Independentemente de posições recentes assumidas pelo governo brasileiro, as empresas estão, mais do que nunca, interessadas em manter uma imagem corporativa alinhada com uma agenda sustentável, uma vez que bancos, investidores estrangeiros e outros financiadores de capital vem aumentando a pressão por metas sustentáveis. Os três maiores bancos privados do Brasil, por exemplo, declararam recentemente que deixarão de financiar empresas que não se comprometam com a preservação da floresta amazônica.

Embora não existam normas específicas sobre a adoção de critérios ESG até o momento, o ordenamento jurídico já está equipado com regras gerais que permitem e encorajam as empresas, gestores e fundos de investimentos analisarem referidos critérios em suas decisões de investimento.

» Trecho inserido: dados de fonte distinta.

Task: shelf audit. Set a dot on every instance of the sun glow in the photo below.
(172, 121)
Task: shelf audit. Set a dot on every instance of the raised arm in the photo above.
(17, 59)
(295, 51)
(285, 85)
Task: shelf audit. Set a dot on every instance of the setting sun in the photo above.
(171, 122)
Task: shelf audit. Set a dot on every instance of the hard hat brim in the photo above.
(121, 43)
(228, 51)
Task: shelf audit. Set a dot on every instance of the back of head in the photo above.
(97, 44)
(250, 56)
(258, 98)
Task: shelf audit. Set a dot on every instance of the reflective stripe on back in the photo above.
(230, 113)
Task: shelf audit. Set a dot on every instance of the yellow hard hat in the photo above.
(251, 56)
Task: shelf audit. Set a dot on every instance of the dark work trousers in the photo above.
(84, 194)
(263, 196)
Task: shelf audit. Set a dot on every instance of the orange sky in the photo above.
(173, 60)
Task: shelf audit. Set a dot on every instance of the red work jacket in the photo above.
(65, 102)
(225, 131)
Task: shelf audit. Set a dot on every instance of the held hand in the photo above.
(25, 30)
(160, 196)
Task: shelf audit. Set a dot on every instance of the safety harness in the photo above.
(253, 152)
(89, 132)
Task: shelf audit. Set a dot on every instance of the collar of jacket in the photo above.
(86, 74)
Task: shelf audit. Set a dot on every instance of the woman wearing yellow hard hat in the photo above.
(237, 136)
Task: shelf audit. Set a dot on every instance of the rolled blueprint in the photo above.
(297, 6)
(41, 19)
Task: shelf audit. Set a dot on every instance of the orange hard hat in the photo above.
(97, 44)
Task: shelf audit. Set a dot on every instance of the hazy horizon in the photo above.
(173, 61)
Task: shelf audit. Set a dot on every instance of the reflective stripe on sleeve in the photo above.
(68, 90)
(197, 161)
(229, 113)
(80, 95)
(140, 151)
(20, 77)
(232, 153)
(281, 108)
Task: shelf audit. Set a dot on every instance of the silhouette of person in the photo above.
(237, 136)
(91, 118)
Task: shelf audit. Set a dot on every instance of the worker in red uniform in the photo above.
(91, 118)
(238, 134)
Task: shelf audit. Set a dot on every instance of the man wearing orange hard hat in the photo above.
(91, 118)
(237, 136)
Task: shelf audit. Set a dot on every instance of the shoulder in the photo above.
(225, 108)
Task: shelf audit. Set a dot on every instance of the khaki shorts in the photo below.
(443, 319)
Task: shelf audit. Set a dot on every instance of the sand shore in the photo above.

As disposições da Lei das Sociedades Anônimas podem ser interpretadas de tal forma a entender que as companhias devem observar fatores ESG no processo de tomada de decisões. A Lei das Sociedades Anônimas exige que o acionista controlador utilize seu poder de controle para fazer com que a companhias realizem seu objeto social e cumpram sua função social. Assim, as companhias têm que "cumprir sua função social" no exercício de suas atividades. Ou seja, as companhias são obrigadas a considerar outros interesses além dos interesses dos acionistas e da própria companhia, que podem incluir os interesses dos trabalhadores, consumidores, outras partes interessadas e da comunidade em geral.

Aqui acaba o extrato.